On the one hand, it was refreshing to hear Metro General Manager announce that the transit authority was “embracing” the recommendations contained in a federal audit that criticized lapses in handling federal grants. Agencies under review sometimes stiff arm outside auditors with responses suggesting the auditors are unrealistic or overlooked efforts to comply with the rules.
On the other hand, Metro’s leadership is getting into the habit of blaming today’s problems on past generations of leaders.
During the special meeting of the Metro board on Monday to review responses to the audit, Sarles took the board members and public back to the start of his term in 2010.
“Four years ago, we faced major issues,” Sarles told the Metro board during its special session Monday. “Safety issues, the NTSB [National Transportation Safety Board] with their strong recommendations, among that [Metro lacked a ] safety culture. We had deteriorating infrastructure, notably tracks and escalators as examples. We had expired labor agreements. We had major communications issues with our customers and our stakeholders. We had a MetroAccess contract that was expiring. The Silver Line was coming. And the board also wanted to see a new electronic fare payment system.
“Behind the scenes, we had a hunkered down and bunkered organization, weakened over the years before that. We had to give the highest priorities to strengthening those areas of the organization needed to address the challenges that I listed above. In safety, we brought in new staffing, new leadership, and put it in a stronger place in the organization. Logistics was a major problem. We didn’t have spare parts to maintain our system in a timely fashion. in the human relations area, we did not have the ability to deliver the additional staff and put people into positions that were needed for the challenges we faced. … Customer service had to be improved. we needed more maintenance staffing and better maintenance staffing. And the same thing with the communications area.”
If you’ve forgotten by now, this is a meeting to review responses to the federal audit covering April 2012 to March 2013 that found Metro awarded millions in no-bid contracts, skirted contracting rules and appeared to steer work to a preferred vendor. See Lori Aratani’s story on the federal audit.
Sarles then went on to describe Metro’s financial controls, like its train and bus operations, as a work in progress.
“Just like the rebuilding of our infrastructure is not complete, neither is our internal rebuilding complete,” Sarles told the board. “It’s clear that more progress is necessary. We are fully committed to operating Metro in compliance with all FTA [Federal Transit Administration] rules.”
“We do not dispute the 14 findings [of the audit]. Rather, we are embracing the recommendations and we are taking the corrective actions necessary to comply with each and every one of them.”
A comparison between the state of Metro’s financial controls and the state of its train and bus operations should be alarming to the people who use the trains and buses.
Carol Kissal, Metro’s chief financial officer, went on to present a much bleaker review of Metro’s financial times than I’ve heard before from Metro officials: “When I arrived at WMATA in 2009,” she told the board, “I found a financial department that was in a state of chaos.” In her account of that time period, key management positions and the financial systems in use were outdated and inadequate. “I had to start by building the basics.”

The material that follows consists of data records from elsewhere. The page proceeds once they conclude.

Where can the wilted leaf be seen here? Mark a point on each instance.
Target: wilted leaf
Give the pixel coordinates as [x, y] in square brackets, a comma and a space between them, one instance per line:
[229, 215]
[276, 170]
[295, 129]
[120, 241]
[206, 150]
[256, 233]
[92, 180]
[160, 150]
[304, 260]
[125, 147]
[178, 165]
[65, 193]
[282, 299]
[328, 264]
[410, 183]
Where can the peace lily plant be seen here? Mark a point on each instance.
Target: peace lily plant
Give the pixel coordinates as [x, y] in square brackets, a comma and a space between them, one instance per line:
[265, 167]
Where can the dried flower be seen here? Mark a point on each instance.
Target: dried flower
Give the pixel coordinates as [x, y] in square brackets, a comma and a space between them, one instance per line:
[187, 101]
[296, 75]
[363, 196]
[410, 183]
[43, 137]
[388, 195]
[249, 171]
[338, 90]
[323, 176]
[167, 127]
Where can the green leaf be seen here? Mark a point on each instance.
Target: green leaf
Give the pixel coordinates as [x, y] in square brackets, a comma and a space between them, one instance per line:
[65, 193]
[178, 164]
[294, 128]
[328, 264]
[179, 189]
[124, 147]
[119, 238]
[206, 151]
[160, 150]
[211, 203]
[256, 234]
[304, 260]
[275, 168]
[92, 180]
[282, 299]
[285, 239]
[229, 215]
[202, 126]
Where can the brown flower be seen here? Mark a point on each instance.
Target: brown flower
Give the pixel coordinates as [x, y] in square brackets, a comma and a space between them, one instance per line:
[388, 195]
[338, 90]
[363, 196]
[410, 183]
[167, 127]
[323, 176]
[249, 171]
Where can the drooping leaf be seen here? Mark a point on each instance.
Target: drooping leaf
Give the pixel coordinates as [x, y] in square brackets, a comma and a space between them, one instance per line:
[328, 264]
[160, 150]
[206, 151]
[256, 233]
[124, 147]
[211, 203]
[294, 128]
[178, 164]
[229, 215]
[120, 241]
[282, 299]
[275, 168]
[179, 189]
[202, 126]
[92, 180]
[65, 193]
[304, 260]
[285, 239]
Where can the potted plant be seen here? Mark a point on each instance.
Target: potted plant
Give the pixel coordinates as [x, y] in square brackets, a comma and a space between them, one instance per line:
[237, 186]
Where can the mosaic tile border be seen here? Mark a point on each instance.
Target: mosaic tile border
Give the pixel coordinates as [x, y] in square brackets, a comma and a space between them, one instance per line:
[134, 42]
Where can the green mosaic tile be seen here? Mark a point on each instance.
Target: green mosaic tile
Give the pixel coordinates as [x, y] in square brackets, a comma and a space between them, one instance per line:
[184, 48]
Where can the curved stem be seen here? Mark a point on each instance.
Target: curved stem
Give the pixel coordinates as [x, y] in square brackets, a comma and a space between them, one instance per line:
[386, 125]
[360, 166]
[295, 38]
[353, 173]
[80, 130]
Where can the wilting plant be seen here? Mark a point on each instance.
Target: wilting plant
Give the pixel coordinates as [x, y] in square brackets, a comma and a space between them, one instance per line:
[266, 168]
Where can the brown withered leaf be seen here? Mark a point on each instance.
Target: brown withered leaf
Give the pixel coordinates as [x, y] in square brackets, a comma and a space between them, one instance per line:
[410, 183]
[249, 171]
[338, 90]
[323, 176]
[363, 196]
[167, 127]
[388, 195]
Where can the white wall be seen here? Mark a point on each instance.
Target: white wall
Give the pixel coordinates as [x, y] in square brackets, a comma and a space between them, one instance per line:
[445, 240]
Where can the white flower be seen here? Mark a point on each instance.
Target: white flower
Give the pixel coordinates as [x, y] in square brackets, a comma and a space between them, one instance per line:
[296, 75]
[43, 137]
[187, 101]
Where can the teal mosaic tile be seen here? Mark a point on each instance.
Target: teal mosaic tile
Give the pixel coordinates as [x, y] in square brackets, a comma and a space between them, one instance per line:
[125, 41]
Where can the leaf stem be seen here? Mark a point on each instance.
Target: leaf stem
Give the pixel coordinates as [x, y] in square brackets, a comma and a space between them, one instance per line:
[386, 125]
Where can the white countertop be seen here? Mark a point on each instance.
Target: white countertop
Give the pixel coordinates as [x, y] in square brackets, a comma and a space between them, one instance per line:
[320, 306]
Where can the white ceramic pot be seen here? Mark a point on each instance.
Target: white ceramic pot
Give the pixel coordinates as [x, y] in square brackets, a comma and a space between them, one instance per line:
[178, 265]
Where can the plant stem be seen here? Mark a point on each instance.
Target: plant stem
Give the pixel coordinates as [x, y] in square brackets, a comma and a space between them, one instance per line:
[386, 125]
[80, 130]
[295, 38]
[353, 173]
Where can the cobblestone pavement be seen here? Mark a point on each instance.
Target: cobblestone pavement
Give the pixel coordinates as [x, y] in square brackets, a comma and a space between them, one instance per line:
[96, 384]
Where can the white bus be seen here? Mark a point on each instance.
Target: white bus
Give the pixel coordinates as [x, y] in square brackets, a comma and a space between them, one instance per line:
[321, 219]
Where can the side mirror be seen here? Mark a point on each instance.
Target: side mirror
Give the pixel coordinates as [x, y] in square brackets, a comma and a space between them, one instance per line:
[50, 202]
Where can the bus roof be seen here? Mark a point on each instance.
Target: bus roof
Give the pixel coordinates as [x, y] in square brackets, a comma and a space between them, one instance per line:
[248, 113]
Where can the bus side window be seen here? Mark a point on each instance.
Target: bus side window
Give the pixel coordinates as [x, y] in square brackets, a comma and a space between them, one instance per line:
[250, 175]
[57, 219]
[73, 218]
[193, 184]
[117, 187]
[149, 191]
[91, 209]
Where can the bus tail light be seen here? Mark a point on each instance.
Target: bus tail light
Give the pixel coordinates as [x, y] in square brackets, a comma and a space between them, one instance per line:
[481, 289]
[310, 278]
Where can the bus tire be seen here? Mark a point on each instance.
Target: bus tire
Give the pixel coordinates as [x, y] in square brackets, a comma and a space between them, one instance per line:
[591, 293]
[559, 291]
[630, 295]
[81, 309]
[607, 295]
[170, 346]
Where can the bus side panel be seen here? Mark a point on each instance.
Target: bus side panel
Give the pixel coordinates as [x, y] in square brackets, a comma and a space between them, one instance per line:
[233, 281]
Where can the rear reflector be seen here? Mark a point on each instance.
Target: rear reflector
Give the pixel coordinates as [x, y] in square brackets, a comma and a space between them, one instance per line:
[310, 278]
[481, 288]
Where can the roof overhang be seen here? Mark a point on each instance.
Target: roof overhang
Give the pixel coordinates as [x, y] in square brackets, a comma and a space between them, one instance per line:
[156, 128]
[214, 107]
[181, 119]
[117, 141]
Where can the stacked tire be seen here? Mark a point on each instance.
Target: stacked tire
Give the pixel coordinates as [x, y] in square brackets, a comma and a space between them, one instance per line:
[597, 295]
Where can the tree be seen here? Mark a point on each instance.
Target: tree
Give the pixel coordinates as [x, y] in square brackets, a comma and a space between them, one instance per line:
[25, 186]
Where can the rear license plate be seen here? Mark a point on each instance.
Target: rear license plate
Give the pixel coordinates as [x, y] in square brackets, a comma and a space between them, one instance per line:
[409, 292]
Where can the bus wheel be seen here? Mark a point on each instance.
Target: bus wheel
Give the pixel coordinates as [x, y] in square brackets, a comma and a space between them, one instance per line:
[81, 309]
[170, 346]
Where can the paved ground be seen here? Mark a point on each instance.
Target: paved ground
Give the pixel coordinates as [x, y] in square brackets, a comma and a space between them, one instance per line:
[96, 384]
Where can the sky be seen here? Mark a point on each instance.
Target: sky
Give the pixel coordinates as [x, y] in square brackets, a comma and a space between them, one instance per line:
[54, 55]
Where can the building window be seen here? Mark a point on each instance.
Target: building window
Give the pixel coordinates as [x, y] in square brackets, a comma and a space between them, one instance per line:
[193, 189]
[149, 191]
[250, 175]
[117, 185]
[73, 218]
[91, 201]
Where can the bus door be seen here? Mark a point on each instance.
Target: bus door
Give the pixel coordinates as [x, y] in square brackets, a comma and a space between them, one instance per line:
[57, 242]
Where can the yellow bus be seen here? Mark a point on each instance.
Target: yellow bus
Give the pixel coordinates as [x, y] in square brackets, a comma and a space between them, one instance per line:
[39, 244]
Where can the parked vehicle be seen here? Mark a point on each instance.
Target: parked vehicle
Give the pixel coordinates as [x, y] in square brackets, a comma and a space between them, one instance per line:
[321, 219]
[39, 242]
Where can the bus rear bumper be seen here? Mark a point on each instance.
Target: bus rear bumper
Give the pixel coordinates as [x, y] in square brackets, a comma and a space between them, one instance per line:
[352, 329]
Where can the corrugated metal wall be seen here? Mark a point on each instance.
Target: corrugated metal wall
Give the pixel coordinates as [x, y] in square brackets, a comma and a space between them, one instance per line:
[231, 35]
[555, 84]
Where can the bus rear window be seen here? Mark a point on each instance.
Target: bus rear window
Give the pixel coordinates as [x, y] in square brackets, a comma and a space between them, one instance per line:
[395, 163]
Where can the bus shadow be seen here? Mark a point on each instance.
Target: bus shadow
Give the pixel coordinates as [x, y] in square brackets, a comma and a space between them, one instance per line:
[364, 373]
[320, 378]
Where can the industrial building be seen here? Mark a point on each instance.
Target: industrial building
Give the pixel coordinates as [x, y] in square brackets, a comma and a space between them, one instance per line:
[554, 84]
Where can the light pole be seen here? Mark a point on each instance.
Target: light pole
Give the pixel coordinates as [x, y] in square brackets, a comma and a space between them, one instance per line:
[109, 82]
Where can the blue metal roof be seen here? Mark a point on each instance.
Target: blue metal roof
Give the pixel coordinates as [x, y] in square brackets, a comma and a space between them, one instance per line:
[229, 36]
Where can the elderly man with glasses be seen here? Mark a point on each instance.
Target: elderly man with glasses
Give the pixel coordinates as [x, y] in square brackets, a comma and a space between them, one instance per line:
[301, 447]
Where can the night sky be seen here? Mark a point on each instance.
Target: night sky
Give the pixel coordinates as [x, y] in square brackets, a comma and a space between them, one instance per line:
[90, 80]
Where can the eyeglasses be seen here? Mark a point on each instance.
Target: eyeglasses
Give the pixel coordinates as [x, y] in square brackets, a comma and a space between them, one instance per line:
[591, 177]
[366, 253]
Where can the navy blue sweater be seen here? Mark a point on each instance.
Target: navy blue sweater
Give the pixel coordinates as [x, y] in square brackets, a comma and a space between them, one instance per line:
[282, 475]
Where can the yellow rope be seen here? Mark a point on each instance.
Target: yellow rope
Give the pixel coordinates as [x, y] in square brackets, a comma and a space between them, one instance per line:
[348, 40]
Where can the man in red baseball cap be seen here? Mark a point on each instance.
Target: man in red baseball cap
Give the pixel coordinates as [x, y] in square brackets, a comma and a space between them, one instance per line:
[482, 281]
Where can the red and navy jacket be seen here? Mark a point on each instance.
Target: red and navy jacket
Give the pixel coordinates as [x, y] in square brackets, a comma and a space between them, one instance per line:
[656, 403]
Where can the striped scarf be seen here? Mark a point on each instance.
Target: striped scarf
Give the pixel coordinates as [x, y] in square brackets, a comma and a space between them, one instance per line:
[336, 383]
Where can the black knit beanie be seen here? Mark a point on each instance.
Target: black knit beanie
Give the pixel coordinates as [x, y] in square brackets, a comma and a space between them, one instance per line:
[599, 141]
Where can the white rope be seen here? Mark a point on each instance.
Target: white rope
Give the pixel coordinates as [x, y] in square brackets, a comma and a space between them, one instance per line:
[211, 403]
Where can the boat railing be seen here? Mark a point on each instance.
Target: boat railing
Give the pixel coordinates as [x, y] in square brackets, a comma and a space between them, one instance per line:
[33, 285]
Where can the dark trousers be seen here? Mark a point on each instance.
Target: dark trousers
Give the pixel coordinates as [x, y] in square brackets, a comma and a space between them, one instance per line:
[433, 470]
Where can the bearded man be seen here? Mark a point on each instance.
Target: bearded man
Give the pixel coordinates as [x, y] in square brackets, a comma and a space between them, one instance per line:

“We’ve taken it step by step,” she said.
Apparently, those steps hadn’t taken Metro to the level covered by the audit. These are among the audit conclusions that Metro is embracing: “The grantee [Metro] did not have adequate controls in place to ensure that federal expenditures were incurred and charged to grants in accordance with approved budgets.” Again, the time period is 2012-2013, not a distant memory.
A note about Metro and federal grants: Metro as an institution cares deeply about maintaining the flow of federal money for advancing its equipment purchases and improvement plans. To threaten that flow is to step on Metro’s air hose. So these accountability problems uncovered in the audit don’t involve some incidental expenses. Sen. Barbara Mikulski (D-Md.) made that connection plain last week when she wrote to Sarles, expressing her concern with the audit’s findings: “You need to know that future dedicated funding for Metro is in real jeopardy. Federal funding is stringent. American taxpayers expect value and accountability for every dollar. And so do I. I will not tolerate Metro’s mismanagement of taxpayer dollars.”
The idea that the Metro bureaucracy allowed such a threat to arise in defiance of the organization’s survival instincts is as disturbing as any of the financial details in the audit.
Kissal and her staff went on to lay out their plan to comply with each of the audit’s findings and to do it soon. Their plan, and the fact that it was presented in public, should inspire confidence, up to a point.
It’s impossible to forget the comparison that Sarles himself drew to the rebuilding of the transit services.
After days of disruptions on the Red Line in November, Sarles apologized to riders: “I know that service on the Red Line has not been good over the past several days. Be assured, we are focused on these issues and are taking steps to improve service.”
Having heard that, Red Line riders may not be as inspired about Metro’s financial accountability as Congress is meant to be.